Teaching Partners
Clare Grieve
Clare Grieve
School: | The Lawrenceville School |
Location: | Lawrenceville, NJ |
Like all of the teachers at the Lawrenceville School, Clare Burchi had plenty of experience in discussion-driven instruction long before she heard of the Case Method Project. Lawrenceville, established in 1810, is a private coeducational boarding school with a longstanding tradition of teaching by the Harkness method, which emphasizes learning through collaborative, student-driven discussion in a roundtable setting. Unlike case discussions, each of which focuses on a single case study prepared for that purpose, discussions in the Harkness method often revolve around the field’s landmark texts, both primary and secondary. At Lawrenceville, for example, Clare and her colleagues planned to structure their trimester-long U.S. History course mainly around a leading history textbook.

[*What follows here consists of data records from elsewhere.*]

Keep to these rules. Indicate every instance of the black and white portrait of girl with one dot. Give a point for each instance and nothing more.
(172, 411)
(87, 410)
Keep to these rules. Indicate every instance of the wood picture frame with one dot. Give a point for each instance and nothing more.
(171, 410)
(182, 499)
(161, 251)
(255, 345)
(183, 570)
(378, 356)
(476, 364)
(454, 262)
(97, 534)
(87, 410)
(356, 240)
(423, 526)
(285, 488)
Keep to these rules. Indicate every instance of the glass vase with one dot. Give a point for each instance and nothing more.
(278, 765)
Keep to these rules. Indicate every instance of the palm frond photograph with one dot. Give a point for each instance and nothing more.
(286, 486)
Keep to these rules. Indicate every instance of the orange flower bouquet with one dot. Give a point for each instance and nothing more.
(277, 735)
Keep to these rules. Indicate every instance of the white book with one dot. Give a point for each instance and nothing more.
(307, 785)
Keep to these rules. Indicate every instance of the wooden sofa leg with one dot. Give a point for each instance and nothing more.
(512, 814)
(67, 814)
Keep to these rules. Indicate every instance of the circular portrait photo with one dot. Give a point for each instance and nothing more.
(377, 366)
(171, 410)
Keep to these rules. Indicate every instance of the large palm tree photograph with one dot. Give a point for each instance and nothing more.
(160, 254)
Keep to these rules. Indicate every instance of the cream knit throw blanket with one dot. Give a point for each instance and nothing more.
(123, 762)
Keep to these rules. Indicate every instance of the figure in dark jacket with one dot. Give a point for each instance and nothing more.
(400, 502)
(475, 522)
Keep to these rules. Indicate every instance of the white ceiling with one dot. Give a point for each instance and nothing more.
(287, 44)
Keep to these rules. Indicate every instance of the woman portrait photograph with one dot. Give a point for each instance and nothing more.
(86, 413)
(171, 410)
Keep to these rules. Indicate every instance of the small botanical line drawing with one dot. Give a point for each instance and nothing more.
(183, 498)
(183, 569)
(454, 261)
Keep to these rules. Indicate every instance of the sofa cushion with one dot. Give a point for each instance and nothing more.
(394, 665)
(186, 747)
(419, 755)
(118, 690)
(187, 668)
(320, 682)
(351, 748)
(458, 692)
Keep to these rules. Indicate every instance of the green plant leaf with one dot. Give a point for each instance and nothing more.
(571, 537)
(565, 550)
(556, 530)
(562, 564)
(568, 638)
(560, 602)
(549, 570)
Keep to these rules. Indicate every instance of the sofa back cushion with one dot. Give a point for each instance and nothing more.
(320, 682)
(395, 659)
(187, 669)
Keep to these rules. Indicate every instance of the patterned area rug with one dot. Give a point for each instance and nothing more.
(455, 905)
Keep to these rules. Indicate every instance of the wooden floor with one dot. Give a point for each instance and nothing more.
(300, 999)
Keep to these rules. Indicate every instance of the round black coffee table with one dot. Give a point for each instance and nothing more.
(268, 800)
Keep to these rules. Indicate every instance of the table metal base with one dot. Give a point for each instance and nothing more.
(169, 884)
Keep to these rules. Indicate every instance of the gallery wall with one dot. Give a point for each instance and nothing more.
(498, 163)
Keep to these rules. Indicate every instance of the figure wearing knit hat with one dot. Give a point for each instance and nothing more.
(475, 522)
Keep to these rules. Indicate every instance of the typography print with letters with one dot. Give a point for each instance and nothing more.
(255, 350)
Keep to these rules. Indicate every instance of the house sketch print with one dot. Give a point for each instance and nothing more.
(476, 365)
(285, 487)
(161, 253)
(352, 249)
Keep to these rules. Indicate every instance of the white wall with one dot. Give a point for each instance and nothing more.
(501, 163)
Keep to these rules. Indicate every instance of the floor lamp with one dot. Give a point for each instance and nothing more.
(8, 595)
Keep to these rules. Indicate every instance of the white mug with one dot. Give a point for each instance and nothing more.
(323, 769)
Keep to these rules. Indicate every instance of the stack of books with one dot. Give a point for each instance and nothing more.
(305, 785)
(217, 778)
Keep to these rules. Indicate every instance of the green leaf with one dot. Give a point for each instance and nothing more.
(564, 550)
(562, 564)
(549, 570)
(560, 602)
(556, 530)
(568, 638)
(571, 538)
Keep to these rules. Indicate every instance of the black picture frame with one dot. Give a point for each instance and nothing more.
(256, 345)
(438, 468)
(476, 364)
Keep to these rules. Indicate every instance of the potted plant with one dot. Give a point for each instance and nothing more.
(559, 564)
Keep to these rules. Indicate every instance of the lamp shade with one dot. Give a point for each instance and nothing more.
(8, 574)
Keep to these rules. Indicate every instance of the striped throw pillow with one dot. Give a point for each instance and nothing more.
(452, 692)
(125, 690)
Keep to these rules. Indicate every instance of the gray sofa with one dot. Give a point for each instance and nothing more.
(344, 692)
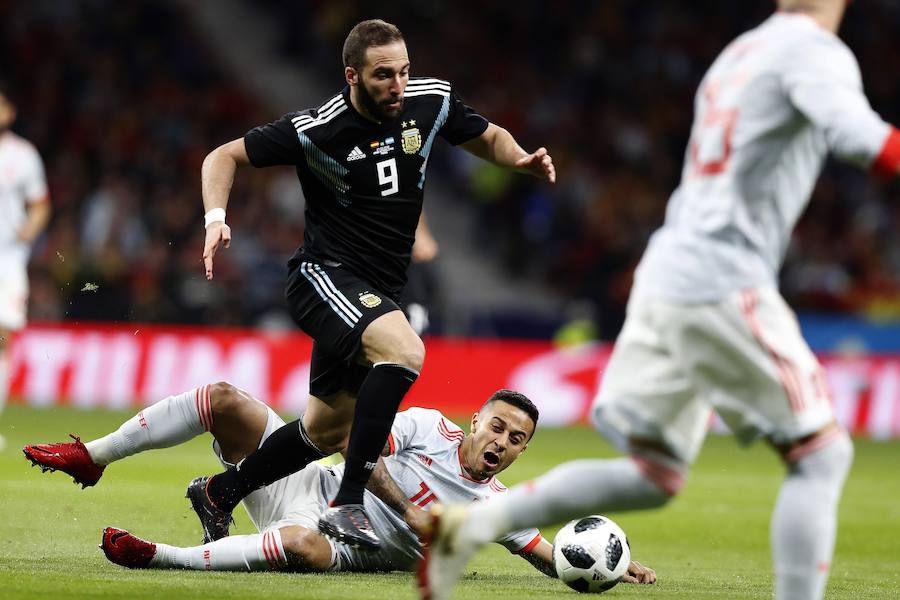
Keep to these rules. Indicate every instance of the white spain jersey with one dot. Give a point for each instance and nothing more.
(770, 108)
(425, 464)
(22, 181)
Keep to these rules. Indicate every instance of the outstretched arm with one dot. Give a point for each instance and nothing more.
(497, 145)
(386, 489)
(541, 558)
(216, 178)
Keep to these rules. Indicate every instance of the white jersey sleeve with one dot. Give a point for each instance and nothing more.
(418, 429)
(822, 78)
(34, 181)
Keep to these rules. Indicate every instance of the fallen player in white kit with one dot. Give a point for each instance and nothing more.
(706, 327)
(428, 457)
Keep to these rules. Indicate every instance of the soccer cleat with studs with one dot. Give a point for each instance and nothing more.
(71, 458)
(349, 524)
(124, 549)
(215, 521)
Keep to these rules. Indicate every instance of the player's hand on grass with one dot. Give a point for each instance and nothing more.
(217, 233)
(539, 164)
(638, 573)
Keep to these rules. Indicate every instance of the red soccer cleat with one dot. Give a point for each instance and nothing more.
(69, 457)
(124, 549)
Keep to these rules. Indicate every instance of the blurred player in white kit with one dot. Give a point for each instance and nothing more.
(24, 212)
(707, 328)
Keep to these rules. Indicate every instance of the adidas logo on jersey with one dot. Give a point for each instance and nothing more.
(356, 154)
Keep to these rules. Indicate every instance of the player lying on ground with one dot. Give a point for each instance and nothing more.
(428, 457)
(706, 327)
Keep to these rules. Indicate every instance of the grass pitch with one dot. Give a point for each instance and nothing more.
(711, 542)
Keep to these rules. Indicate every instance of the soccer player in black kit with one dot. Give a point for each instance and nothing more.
(361, 158)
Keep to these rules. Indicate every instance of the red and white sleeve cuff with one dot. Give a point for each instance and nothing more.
(887, 163)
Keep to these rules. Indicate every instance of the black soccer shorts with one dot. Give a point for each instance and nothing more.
(334, 307)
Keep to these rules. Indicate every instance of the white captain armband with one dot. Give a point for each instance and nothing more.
(213, 216)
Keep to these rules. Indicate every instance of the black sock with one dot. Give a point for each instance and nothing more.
(286, 451)
(379, 397)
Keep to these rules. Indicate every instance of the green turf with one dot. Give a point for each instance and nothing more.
(712, 542)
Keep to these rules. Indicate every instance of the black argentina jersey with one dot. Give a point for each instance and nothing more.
(363, 181)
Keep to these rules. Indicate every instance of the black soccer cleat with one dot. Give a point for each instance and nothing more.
(349, 524)
(215, 521)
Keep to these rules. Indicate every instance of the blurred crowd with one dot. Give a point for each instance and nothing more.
(124, 100)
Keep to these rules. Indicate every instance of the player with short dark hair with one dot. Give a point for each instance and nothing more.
(361, 157)
(427, 457)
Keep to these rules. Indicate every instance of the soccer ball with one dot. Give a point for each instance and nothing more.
(591, 554)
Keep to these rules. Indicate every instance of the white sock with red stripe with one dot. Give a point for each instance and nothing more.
(804, 523)
(256, 552)
(169, 422)
(571, 490)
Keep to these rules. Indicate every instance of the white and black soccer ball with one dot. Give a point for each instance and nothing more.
(591, 554)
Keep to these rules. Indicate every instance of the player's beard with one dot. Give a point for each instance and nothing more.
(374, 108)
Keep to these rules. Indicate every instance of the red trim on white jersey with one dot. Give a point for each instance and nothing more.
(530, 545)
(887, 163)
(788, 373)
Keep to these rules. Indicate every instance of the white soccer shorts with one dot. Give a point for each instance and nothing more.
(743, 357)
(13, 295)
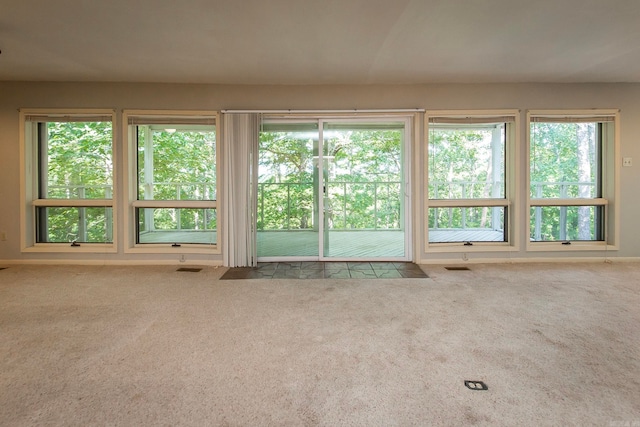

At the start of the 2016 school year, however, Clare decided to try a different approach. After attending a workshop on the case method at Harvard Business School, in which she experienced case-method teaching first-hand, she suspected that using case studies might help her increase her students’ engagement still further. Over the course of the trimester, she replaced nearly all of the textbook reading with seven “History of American Democracy” cases, which she then taught in the more decision-focused style of the case method. Her selection of cases spanned major topics such as the Constitutional Convention and Reconstruction as well as more obscure issues, such as the adoption of the secret ballot in the late nineteenth century and the establishment of the initiative and referendum at the state level in the early twentieth. Clare’s observations in class suggested that case-method instruction did indeed increase student engagement, as she had hoped. Perhaps even more important, the end of the term presented her with a unique opportunity to measure the method’s impact on student learning, including both retention and critical thinking. At Lawrenceville, students from all U.S. history sections—including Clare’s case-based section and several other textbook-based sections—took the same final exam, which was scored by a mix of teachers. The essay-format exam required students to present an evidence-based argument in response to a broad thematic question that cut across the chronological arc of the course. After she and her colleagues graded each other’s exams, Clare was delighted to learn that her students, who had used the “History of American Democracy” cases and the case method, had performed markedly better than their peers in other sections.
By using the cases and the case method, Clare had evidently managed to improve performance even among a particularly high-performing student population and at a school with a remarkably high concentration of outstanding teachers. In light of the class’s success, seven U.S. history teachers at the Lawrenceville School have committed to using the case method in 2017-2018—and each is planning to teach an even larger number of cases than Clare did in her first year using cases.